Now, such a claim can only deceive one that had never spent just a few days in Kigali before the year 2013 – when the city’s “letters-and-numbers” street identification system was unveiled. Other than three or four streets in Kiyovu, the entire city had no street names. That’s a simple fact. When the authorities set out to name the streets, it was simply a part of plans to organize, and modernize Rwanda’s capital.

If Bisiika – who according to reports spent time in Kigali in the late Nineties to early thousands before getting deported for outstaying his visa – was not so intent on deceiving, he would let his readers know these facts. Kigali, and other Rwandan towns had no street naming system. He should hold Habyarimana and Kayibanda responsible for that.

But he won’t let facts get in the way of a good story, which is that “Kagame renamed Kigali streets to relegate the names of some!”

Now, regarding the very few streets (in Kiyovu) that either Kayibanda or Habyarimana in their time decided to name, let’s think of just one: Rue y’Umuhoro. That is Kinyarwanda for “Avenue of the Machete”. Yes, there was a road in Kigali named after the machete. Obviously the agricultural tool, which also was an instrument of mass murder, played a central role in the ideology of Kayibanda, Mbonyumutwa, Habyarimana and others.

That was the ideology of genocide.

Does Bisiika have a quarrel with changing the name of a road from “Avenue of the Machete” to something else? Whatever he may think, Rwandans have other, more progressive ideas.

But the man is far from done inventing things. Next he claims: “it is illegal to refer to Pasteur Bizimungu as a former president”, and that, “a court of law has expunged from public record Mr.
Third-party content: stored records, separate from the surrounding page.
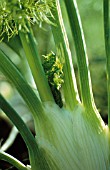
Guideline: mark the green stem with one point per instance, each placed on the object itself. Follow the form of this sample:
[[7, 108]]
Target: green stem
[[61, 41], [6, 157], [30, 48], [11, 72], [106, 4], [36, 157], [77, 32]]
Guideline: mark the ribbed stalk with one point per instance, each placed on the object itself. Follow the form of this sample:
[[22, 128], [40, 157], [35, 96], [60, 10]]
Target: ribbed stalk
[[30, 48], [62, 45], [36, 157], [82, 59], [106, 4]]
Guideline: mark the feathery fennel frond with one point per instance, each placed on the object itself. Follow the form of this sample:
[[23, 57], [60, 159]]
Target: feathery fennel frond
[[15, 15]]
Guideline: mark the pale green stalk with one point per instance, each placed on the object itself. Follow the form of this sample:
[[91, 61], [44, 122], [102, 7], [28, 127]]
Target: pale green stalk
[[30, 48], [82, 59], [106, 5], [62, 45]]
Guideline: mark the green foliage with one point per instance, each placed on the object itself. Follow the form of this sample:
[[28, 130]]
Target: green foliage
[[54, 72], [15, 15]]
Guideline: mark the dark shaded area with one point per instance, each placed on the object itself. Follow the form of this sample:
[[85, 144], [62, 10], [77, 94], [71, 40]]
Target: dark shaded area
[[18, 149]]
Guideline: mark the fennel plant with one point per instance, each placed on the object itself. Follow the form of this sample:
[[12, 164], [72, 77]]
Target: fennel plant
[[70, 134]]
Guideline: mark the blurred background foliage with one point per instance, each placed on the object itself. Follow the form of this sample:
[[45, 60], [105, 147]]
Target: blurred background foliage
[[91, 12]]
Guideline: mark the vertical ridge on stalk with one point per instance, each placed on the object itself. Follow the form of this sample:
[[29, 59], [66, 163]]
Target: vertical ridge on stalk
[[35, 64], [82, 58], [60, 37], [106, 5]]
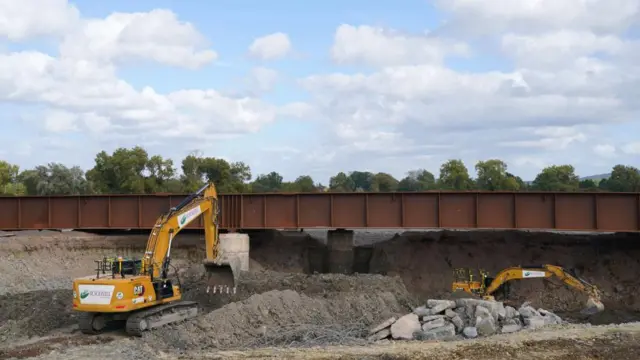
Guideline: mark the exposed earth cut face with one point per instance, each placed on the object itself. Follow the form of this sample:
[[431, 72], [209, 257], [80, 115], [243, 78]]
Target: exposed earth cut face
[[281, 303]]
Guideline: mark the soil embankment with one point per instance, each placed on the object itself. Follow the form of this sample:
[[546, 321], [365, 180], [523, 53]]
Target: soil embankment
[[36, 270]]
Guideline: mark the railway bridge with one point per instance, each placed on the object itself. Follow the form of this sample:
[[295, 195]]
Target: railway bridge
[[595, 212]]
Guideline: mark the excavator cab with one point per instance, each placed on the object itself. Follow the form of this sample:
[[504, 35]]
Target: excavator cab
[[463, 280], [490, 286]]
Bizimungu’s public life.” How such appalling falsehoods could get by “the fact checkers” at Daily Monitor is a whole question in itself. Most probably the paper is in on these games of misinformation.

Rwandans prefer not to talk much about Bizimungu who, during his presidency, proved to be a very divisive figure. But sometimes a Rwandan will refer to him, and call him “uwahoze ari perezida Bizimungu.” (Or maybe Bisiika with his Bourgeois pretentions prefers that it be spoken in English – “the former president Bizimungu”, then he will be satisfied?). As for “expunging” anyone’s record, Bisiika should just let that kind of fiction stay in the books of George Orwell.

Bisiika always gives it a real try to distort the affairs of Rwanda.

His problem is that his piece fails the smell test, at first go.